Synaxarion for the Saturday of Lazarus
By Nikephoros Kallistos Xanthopoulos
SAINT LAZARUS SATURDAY
On this day, the Saturday before Palm Sunday, we celebrate the Raising of Lazarus, the holy and righteous friend of Christ, who lay for four days in the tomb.
Thou lamentest, O Jesus: this belongeth to Thy mortal nature.
Thou givest life to Thy friend: this is wrought by Thy Divine might.

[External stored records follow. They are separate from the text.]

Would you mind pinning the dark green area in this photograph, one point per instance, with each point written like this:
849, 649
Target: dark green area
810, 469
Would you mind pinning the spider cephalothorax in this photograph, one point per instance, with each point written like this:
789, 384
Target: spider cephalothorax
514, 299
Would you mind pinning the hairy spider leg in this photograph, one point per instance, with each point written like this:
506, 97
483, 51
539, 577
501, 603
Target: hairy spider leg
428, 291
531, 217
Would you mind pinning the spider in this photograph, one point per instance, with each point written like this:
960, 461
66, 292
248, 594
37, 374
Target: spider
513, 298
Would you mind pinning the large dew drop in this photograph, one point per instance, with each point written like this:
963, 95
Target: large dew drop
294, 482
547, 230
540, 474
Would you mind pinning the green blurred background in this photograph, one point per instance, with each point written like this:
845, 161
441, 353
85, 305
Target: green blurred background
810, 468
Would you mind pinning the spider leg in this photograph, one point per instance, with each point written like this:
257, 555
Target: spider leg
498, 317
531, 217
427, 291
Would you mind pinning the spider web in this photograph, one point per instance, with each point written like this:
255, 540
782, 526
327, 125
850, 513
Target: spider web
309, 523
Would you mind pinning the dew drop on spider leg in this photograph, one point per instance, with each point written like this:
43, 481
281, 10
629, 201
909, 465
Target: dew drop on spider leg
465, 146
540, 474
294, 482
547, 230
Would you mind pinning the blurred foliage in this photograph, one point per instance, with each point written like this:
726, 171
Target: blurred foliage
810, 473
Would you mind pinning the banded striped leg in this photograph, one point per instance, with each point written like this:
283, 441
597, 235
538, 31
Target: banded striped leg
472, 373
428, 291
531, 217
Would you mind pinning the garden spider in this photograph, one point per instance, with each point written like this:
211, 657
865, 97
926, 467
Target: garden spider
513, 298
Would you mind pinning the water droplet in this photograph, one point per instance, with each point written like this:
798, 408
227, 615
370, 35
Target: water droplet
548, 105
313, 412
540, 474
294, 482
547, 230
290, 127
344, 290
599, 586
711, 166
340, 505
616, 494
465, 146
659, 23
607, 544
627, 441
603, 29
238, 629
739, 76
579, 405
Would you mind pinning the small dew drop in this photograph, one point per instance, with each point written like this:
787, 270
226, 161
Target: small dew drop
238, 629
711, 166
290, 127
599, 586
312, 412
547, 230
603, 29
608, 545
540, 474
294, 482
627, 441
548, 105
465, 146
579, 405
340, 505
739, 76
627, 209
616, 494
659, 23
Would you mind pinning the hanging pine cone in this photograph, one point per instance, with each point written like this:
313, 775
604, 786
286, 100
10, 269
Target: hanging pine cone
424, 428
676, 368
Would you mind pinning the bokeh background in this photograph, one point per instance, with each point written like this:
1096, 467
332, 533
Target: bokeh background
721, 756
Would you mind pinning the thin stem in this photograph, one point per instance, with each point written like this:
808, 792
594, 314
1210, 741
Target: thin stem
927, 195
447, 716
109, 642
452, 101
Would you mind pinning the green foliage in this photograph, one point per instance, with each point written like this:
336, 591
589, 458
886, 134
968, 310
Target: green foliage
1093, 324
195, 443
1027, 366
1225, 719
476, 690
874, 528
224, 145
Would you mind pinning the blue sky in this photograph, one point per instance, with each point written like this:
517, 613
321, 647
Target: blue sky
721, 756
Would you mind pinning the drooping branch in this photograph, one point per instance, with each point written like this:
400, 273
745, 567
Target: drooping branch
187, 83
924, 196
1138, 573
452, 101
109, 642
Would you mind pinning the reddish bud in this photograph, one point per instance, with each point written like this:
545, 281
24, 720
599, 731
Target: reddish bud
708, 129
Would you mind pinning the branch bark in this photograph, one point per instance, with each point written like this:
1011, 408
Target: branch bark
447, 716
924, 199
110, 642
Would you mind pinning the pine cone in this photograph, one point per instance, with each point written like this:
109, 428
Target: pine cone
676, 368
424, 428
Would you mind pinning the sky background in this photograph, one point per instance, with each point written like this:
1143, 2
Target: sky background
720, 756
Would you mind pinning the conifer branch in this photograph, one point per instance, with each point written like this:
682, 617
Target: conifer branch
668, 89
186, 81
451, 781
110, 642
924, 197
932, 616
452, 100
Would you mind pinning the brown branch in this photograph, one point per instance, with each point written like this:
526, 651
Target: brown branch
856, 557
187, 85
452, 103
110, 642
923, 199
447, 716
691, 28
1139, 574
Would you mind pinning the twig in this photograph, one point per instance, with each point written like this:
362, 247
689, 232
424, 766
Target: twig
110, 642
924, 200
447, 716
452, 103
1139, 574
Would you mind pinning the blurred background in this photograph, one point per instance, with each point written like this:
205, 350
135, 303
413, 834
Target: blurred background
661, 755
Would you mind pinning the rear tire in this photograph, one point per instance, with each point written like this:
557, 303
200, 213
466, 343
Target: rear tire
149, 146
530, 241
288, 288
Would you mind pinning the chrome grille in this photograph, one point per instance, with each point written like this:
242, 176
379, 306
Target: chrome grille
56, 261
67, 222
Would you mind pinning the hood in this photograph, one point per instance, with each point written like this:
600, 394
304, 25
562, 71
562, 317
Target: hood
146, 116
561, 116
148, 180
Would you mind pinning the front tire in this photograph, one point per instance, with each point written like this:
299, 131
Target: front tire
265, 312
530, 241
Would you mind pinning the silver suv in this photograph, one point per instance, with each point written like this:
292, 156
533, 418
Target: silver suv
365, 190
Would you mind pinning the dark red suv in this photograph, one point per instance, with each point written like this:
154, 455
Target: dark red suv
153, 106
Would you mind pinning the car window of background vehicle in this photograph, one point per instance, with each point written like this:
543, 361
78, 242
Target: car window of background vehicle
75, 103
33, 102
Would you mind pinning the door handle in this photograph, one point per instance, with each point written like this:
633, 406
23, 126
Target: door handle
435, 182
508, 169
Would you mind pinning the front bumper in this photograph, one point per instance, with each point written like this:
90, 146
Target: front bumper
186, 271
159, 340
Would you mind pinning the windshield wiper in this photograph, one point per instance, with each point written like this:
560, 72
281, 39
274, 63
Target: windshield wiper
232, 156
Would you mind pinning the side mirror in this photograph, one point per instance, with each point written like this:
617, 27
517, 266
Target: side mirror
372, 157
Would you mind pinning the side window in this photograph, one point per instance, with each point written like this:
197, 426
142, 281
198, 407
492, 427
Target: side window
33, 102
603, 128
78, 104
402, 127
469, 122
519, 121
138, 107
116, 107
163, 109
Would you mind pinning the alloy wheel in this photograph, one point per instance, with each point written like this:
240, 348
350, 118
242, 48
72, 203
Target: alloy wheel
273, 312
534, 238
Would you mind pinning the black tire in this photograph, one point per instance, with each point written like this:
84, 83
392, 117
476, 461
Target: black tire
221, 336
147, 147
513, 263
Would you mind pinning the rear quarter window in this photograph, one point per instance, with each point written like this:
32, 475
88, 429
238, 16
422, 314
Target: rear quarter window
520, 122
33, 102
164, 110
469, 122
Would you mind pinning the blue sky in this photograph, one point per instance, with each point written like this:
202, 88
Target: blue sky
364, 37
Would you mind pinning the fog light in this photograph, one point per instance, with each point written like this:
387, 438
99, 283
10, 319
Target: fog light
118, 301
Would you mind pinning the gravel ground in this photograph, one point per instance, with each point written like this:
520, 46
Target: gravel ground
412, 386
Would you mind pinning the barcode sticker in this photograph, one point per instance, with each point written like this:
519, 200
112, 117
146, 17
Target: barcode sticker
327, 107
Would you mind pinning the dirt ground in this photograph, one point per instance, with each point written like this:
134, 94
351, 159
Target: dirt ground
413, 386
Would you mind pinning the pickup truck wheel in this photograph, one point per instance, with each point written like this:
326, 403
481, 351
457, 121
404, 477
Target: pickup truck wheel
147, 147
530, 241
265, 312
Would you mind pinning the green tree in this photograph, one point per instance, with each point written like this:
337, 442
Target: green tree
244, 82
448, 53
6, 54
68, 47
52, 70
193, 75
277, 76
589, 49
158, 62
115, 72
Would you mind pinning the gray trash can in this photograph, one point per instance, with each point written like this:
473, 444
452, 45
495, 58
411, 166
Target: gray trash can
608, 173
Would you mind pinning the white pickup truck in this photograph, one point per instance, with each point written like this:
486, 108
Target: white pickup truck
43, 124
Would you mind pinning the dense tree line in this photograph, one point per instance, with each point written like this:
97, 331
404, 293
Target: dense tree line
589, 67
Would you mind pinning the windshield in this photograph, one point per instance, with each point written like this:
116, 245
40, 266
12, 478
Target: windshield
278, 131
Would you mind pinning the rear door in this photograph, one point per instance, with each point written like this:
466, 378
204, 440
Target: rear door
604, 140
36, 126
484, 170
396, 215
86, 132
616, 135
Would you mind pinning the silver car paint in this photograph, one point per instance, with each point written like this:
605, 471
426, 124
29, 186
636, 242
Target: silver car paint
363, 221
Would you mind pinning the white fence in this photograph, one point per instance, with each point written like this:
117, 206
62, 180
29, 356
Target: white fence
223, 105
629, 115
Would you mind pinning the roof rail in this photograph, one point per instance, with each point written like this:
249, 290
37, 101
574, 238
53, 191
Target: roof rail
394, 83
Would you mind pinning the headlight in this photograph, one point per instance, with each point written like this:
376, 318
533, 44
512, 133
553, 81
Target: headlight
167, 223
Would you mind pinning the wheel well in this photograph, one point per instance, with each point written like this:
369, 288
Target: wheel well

Lazarus was a Hebrew by birth and a Pharisee by profession, and, as has been ascertained, was a son of Simon the Pharisee, from the village of Bethany. When our Lord Jesus Christ was sojourning in the land for the salvation of our race, Simon was united to Him in friendship. Since Christ was constantly conversing with Simon, in view of the latter’s professed belief in the resurrection of the dead, and frequently visited his house, Lazarus became His close friend, and not only Lazarus himself, but also his two sisters, Martha and Mary. Now that the saving Passion was drawing near, it was necessary to provide a more precise assurance of the Mystery of the Resurrection. While Jesus was staying beyond Jordan, having previously raised the daughter of Jairus and the son of the widow from the dead, His friend Lazarus reposed, overcome by a serious illness. Jesus, therefore, though absent, said to His Disciples, “Lazarus sleepeth,” and again, after a short time, “Lazarus is dead.” Leaving the region around Jordan, He went to Bethany, having been summoned by the sisters of the deceased man (Bethany is about fifteen stadia from Jerusalem). He was met by the sisters of Lazarus, who said: “Lord, if Thou hadst been here, our brother would not have died; but even now, if it be Thy will, Thou shalt raise him up; for Thou canst do so.” Jesus asked the crowd: “Where have ye laid him?” At once, they all led Him to the tomb. When the stone had been removed, Martha said: “Lord, by this time he stinketh; for he hath been dead four days.” Then Jesus prayed, and, shedding tears for the one who lay there, cried with a loud voice: “Lazarus, come forth.” The dead man immediately came forth, and after being unbound, left for home. This wondrous miracle aroused the people of the Hebrews, who raged against Christ, to envy. Jesus departed once more. The High Priests plotted to kill Lazarus, because many who saw him joined with Christ. But Lazarus, on learning what they had in mind, fled to the island of Cyprus, and sojourning there, was later made Bishop of the city of Kition by the Apostles. Having lived a good and God-pleasing life for thirty years after he was revived, he reposed again. He is buried in that place, where he has wrought many miracles.
It is said that after he was brought back to life he ate nothing without first sweetening it, and that the All-Pure Mother of God made his Omophorion with her own hands and presented him with it. On the basis of a Divine vision, the most wise Emperor Leo transferred this precious and holy Relic from Cyprus and deposited it reverently and at great expense in the Church dedicated to St. Lazarus which he had built in Constantinople; it lies on the right as you enter the Church by the front walls of the holy Altar. This precious Relic of his remains there to this day, giving off an ineffable fragrance.
Our Holy and God-bearing Fathers, or rather, the Holy Apostles, decreed that the Raising of Lazarus be celebrated on this day, after the forty-day Fast, and they decreed that the Holy Passion of our Lord Jesus Christ be celebrated after this, because they ascertained that this miracle was the beginning and cause of the fury of the Jews against Christ, and this is why they assigned this place to such a preternatural wonder. Only St. John the Evangelist wrote about this event, since the other Evangelists passed over it—perhaps because Lazarus was still alive and visible. It is said that this is the reason why St. John wrote the rest of his Gospel, and also because the other Evangelists said nothing about the unoriginate Nativity of Christ; for this is what men were being asked to believe, that Christ was the Son of God and God, that He arose, and that there would be a resurrection of the dead. The latter is more credible on account of the Raising of Lazarus. Lazarus said nothing about the realm of Hades, either because he was not permitted to see things there perfectly or because, having seen them, he was commanded to keep silent about them. It is on this basis that every recently deceased person is called “Lazarus” and his burial shroud is called a lazároma, the word perhaps hinting that we should bring to mind the first Lazarus; for if the latter was raised by the word of Christ and came to life again, so the former, although he has died, will rise again at the last trumpet and live eternally.
By the intercessions of Thy friend Lazarus, O Christ God, have mercy on us. Amen.